There are $n$ people on the number line; the $i$-th person is at point $a_i$ and wants to go to point $b_i$. For each person, $a_i < b_i$, and the starting and ending points of all people are distinct. (That is, all of the $2n$ numbers $a_1, a_2, \dots, a_n, b_1, b_2, \dots, b_n$ are distinct.)

All the people will start moving simultaneously at a speed of $1$ unit per second until they reach their final point $b_i$. When two people meet at the same point, they will greet each other once. How many greetings will there be?

Note that a person can still greet other people even if they have reached their final point.
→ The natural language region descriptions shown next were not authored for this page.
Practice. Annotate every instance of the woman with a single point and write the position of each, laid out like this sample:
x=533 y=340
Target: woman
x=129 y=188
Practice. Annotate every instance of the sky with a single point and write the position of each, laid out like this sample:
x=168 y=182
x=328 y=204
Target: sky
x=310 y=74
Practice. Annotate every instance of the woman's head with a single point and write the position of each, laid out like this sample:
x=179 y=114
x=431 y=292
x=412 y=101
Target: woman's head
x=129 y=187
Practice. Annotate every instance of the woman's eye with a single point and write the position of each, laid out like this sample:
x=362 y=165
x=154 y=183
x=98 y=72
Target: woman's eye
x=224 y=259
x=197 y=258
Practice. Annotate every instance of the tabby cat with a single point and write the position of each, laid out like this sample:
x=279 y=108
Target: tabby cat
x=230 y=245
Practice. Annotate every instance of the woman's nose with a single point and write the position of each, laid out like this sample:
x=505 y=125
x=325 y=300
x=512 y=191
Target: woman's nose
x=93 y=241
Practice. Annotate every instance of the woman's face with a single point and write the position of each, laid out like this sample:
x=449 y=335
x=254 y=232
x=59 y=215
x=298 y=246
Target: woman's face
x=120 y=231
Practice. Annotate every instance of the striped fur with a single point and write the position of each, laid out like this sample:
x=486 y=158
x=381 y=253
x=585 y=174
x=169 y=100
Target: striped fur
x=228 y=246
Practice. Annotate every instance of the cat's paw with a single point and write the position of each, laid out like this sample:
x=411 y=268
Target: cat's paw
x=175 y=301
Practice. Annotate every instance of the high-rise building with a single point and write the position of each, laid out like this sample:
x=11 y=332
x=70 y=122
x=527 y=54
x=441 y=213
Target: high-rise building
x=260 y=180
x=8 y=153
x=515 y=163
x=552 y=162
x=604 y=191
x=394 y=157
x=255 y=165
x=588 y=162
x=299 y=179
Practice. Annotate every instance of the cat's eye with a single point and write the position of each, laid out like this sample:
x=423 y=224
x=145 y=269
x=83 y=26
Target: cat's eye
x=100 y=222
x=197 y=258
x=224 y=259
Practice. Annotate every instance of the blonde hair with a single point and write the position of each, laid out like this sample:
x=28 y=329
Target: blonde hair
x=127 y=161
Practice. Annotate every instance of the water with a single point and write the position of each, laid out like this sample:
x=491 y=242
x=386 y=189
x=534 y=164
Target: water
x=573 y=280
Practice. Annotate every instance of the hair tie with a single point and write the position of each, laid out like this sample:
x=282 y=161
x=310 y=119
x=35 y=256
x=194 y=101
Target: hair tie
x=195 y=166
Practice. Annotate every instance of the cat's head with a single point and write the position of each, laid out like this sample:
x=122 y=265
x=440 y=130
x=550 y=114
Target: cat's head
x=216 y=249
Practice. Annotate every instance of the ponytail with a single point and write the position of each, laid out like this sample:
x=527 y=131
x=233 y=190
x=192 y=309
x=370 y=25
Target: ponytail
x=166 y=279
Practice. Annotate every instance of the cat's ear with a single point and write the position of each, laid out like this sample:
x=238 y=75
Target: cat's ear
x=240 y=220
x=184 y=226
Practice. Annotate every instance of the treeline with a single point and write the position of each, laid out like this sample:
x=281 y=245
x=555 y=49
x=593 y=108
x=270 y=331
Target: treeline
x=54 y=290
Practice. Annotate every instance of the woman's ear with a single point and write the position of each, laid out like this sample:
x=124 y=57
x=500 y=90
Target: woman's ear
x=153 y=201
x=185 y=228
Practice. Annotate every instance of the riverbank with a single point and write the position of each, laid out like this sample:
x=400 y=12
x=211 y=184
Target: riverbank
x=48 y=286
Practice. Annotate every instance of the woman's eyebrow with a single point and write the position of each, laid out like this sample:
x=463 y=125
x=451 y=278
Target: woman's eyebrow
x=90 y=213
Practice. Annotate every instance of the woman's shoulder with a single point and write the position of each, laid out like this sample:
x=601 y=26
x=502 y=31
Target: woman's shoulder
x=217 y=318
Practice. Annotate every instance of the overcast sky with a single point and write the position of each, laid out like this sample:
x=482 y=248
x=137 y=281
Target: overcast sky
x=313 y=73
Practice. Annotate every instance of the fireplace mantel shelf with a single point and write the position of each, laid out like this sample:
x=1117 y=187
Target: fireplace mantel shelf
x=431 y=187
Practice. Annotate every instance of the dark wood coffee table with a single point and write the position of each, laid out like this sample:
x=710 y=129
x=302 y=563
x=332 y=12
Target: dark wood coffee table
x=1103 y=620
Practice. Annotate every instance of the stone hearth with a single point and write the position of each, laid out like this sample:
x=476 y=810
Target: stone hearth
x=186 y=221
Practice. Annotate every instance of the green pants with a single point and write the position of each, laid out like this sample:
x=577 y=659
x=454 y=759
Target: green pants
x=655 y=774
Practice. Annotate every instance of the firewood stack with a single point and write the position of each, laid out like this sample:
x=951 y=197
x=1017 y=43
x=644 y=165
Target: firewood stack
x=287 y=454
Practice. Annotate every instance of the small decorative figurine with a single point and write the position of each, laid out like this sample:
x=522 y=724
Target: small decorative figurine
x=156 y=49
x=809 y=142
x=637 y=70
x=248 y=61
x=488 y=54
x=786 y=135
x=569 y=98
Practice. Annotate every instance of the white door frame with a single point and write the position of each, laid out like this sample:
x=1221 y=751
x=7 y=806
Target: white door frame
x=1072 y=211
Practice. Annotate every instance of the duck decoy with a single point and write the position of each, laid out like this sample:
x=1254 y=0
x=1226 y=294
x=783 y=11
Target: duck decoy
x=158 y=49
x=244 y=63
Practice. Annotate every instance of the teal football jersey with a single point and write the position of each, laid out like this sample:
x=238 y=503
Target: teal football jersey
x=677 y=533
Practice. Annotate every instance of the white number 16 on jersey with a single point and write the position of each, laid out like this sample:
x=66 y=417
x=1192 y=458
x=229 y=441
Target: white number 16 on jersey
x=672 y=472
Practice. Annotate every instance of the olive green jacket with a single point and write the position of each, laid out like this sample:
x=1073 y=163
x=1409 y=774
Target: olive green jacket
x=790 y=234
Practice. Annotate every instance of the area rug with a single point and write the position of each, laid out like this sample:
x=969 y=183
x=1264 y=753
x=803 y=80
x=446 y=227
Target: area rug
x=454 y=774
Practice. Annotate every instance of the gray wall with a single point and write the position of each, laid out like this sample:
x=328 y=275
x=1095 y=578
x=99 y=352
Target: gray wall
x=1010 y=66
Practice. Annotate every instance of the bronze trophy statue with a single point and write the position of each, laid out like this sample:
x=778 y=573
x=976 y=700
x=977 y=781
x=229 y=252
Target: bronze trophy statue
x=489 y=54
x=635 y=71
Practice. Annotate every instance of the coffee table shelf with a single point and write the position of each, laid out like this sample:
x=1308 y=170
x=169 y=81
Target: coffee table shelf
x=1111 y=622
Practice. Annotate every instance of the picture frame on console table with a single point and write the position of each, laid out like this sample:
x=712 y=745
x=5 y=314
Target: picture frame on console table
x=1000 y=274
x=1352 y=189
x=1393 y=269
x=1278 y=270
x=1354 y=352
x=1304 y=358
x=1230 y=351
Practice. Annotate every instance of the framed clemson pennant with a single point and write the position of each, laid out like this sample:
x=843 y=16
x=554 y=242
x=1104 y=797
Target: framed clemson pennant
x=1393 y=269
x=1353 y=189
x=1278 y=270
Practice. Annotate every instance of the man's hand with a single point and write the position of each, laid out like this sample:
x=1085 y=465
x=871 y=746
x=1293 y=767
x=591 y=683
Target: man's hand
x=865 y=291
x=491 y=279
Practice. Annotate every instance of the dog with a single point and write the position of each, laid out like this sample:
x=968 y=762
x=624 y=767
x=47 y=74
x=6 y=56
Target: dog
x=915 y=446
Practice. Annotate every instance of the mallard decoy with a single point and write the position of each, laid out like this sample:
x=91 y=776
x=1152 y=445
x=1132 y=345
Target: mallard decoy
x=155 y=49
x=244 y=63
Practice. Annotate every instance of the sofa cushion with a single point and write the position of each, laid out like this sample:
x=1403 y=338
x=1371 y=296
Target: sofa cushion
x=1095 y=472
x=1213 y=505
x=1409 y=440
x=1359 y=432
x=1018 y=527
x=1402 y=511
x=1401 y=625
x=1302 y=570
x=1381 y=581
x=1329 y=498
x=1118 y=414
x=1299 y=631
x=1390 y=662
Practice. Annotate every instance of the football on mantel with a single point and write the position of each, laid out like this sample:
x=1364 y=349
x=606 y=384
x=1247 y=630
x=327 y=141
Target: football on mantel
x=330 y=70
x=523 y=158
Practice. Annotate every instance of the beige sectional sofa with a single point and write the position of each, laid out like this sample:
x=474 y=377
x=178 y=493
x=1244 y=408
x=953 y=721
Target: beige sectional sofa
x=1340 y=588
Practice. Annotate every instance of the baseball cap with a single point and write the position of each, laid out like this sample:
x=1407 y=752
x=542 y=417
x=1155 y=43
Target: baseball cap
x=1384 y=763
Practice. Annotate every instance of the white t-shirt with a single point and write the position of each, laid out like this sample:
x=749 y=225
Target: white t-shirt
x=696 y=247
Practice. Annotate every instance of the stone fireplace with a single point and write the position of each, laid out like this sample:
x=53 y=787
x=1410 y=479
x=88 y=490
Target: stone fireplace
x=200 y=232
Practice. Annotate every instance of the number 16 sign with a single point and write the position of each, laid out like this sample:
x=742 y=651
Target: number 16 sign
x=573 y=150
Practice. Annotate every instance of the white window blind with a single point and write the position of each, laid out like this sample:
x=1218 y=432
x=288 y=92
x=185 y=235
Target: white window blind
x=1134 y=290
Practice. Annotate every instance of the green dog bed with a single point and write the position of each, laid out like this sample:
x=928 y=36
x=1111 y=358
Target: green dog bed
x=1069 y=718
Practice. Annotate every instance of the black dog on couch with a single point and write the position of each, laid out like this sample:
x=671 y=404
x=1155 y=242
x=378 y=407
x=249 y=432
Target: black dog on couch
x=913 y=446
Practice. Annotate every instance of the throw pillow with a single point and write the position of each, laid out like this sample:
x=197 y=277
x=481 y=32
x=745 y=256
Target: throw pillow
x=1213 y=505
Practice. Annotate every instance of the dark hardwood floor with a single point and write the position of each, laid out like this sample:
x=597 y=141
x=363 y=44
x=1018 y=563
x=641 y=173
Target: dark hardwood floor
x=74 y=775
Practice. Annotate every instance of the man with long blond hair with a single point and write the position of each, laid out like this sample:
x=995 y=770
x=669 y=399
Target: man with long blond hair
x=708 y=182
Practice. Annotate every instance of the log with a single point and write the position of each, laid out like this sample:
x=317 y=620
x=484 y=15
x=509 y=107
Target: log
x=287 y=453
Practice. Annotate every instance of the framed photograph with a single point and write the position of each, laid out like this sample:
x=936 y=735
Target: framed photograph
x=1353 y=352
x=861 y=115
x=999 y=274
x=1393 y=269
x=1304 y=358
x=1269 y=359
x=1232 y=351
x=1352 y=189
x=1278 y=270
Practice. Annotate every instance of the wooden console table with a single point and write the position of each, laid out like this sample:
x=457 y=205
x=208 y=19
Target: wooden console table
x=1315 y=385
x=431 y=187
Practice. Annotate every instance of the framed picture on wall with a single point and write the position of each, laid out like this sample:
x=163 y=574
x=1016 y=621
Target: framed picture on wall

The first line of the input contains a single integer $t$ ($1 \le t \le 10^4$) — the number of test cases. The description of test cases follows.

The first line of each test case contains a single integer $n$ ($1 \le n \le 2 \cdot 10^5$) — the number of people.

Then $n$ lines follow, the $i$-th of which contains two integers $a_i$ and $b_i$ ($-10^9 \leq a_i < b_i \leq 10^9$) — the starting and ending positions of each person.

For each test case, all of the $2n$ numbers $a_1, a_2, \dots, a_n, b_1, b_2, \dots, b_n$ are distinct.

The sum of $n$ over all test cases does not exceed $2 \cdot 10^5$.

For each test case, output a single integer denoting the number of greetings that will happen.